Rob has drawn some of the distinctive images they use, including a stylized queen bee with a crown, while Chelsea is the source of much of their playful creativity. “I mean this in the most positive way. She’s a drama queen,” Rob said. “A drama queen bee?” Chelsea shot back.

The McFarlands first sought approval for residential beekeeping from their neighborhood council in Mar Vista, devising an approach that included a four-month feasibility study and extensive community outreach.

“Their energy, their happiness with which they have approached this is so amazing,” said Maritza Przekop, a Mar Vista Community Council member who has worked with them. “They have just jumped over every obstacle.”

Endless meetings, it turned out, are Chelsea’s forte, although Rob joins her for some. “She has the sort of endurance and toughness,” Rob said. “I’d rather get stung by a hive of bees.”

Neighborhood council members, used to dealing with irritated constituents, tend to be startled and pleased by the McFarlands. At a committee meeting of the South Robertson Neighborhoods Council, the two, finishing each other’s sentences, answered questions about wasps, feral hives, stings, allergies, industrial agriculture, swarms, why bees are disappearing, laws in other cities and tainted honey.

Besides Mar Vista, the McFarlands have won support from the neighborhood councils of Del Ray, Greater Griffith Park, South Robertson, Silver Lake, Hollywood United, Atwater Village and West L.A.

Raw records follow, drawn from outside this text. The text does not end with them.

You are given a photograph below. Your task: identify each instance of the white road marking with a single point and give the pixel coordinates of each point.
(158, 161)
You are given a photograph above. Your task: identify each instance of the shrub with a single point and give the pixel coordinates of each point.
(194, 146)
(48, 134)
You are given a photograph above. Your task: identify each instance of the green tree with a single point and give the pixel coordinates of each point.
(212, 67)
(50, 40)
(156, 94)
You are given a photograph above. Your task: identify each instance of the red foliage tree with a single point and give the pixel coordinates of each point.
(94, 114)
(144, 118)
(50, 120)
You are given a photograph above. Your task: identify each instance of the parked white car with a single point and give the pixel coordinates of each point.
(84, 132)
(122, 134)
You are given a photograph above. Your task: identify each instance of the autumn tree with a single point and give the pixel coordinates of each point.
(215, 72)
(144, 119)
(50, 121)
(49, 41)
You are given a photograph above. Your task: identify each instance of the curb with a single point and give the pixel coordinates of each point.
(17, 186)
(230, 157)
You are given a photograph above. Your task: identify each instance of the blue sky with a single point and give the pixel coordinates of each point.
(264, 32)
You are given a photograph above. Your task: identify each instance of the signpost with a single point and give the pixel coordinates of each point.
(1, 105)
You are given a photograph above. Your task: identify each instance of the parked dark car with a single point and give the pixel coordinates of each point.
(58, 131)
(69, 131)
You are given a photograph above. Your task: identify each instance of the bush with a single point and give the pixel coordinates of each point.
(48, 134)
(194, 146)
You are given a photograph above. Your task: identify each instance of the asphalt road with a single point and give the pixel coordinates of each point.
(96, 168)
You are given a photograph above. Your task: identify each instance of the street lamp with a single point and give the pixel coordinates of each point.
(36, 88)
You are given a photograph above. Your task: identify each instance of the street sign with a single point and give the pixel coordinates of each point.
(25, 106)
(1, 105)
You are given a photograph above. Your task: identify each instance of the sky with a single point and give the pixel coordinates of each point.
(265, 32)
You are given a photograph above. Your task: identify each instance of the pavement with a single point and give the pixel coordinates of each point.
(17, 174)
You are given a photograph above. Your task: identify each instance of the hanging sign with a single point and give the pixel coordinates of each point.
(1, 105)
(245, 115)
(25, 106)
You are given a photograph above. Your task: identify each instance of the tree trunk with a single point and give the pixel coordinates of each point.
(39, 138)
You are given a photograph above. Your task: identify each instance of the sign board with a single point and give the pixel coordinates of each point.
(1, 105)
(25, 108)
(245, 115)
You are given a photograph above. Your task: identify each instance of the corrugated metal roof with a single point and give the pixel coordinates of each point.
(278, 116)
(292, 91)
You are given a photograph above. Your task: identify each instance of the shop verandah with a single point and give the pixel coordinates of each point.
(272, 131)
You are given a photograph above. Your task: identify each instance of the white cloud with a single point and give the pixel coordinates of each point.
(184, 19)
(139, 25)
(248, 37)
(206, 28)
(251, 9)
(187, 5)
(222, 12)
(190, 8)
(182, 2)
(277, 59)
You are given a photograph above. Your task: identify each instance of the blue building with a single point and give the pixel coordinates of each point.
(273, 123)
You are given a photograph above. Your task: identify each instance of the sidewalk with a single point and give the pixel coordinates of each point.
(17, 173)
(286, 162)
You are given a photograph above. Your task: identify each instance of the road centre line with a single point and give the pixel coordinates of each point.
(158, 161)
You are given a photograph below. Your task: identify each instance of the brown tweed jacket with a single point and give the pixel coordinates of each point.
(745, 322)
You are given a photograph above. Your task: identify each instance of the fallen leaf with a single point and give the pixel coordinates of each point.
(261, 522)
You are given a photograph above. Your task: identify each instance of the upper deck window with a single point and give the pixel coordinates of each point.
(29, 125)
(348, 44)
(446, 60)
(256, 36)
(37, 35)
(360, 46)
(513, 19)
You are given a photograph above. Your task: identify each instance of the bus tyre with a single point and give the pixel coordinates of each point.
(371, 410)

And they won Rosendahl’s admiration. “They’re both very positive spirits. They both take this seriously, and I enjoy that,” said the councilman, who can extemporize eloquently about the role the endangered honeybee plays in pollinating flowers, fruits and vegetables, and in making honey and beeswax.

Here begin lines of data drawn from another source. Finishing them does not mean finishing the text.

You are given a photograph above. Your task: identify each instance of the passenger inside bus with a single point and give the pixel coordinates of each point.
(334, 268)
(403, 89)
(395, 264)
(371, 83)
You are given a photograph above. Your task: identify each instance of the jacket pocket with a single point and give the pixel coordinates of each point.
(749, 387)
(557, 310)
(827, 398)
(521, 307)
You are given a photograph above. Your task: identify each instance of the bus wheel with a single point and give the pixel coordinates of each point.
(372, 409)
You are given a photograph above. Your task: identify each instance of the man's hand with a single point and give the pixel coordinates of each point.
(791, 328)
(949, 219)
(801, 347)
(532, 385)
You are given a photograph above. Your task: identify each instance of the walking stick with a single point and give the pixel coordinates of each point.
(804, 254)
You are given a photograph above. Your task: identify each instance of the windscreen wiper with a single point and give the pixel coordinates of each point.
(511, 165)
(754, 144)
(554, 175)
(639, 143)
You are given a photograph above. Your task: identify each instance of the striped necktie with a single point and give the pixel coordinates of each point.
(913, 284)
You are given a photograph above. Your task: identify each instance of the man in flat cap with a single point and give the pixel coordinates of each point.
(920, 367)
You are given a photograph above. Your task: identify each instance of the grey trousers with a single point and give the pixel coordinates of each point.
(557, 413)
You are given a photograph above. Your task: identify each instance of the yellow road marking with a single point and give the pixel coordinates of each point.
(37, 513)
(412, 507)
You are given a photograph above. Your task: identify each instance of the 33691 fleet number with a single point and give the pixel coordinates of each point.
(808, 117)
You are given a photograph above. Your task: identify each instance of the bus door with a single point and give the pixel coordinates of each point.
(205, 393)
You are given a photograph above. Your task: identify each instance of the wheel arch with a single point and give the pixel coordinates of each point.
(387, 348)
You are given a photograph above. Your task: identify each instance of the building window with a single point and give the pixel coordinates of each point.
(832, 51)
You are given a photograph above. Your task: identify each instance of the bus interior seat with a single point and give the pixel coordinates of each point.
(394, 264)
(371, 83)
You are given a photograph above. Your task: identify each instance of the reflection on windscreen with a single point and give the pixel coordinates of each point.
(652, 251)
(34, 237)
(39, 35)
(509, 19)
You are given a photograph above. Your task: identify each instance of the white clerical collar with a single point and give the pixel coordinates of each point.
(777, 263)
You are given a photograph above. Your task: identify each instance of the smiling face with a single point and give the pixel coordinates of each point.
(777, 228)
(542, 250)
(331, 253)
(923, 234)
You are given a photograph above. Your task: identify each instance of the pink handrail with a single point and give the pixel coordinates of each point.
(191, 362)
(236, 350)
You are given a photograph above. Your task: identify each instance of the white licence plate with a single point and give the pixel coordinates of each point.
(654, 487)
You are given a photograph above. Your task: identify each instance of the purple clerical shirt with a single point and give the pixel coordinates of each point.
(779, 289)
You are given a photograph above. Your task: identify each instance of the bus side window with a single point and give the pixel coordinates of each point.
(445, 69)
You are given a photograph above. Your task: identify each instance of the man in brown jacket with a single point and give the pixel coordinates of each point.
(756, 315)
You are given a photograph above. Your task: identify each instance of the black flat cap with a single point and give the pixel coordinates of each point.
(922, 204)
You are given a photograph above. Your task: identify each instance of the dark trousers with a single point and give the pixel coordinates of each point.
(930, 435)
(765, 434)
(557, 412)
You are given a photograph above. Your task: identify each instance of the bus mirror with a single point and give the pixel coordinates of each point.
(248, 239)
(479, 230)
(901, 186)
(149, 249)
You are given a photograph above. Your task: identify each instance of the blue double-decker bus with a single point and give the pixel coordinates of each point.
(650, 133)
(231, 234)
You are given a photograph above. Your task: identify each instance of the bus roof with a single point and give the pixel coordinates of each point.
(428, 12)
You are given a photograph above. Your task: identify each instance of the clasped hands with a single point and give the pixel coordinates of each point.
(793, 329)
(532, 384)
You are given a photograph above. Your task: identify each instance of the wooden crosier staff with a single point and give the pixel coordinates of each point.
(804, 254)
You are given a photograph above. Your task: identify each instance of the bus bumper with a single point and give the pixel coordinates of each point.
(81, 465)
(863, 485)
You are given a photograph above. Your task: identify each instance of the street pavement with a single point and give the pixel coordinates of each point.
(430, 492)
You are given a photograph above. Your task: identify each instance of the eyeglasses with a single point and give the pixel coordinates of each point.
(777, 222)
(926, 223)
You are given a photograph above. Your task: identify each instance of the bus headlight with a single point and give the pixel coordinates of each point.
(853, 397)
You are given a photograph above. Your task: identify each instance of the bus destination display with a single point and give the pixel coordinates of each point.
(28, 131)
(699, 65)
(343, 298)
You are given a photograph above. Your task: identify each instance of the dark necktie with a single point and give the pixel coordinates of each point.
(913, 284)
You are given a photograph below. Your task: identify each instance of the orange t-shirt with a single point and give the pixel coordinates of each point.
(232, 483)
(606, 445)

The trouble with honeybees, of course, is that they can sting and some people are extremely allergic.

“That is a huge issue,” Rosendahl said, adding that any ordinance will have to deal with the issue of neighbors. “Education is part of the process. A bee doesn’t come after you unless you somehow disturb them.”

Nearly every weekend, the McFarlands can be found somewhere talking up honeybees.

On one sunny-warm, breezy-cool, everything-blooming day, Rob stood behind a table with a display case filled with bees scurrying around a honeycomb, explaining their highly complex habits.

“I’m sorry,” interrupted Donna Salvini, who lives in Venice and has an organic garden she said is frequented by honeybees that just calmly hang out. “I just find that insanely exciting.”

“It is, it is,” Rob said.

“Because there’s really nothing more magical,” Salvini said. “I mean they just do so much.”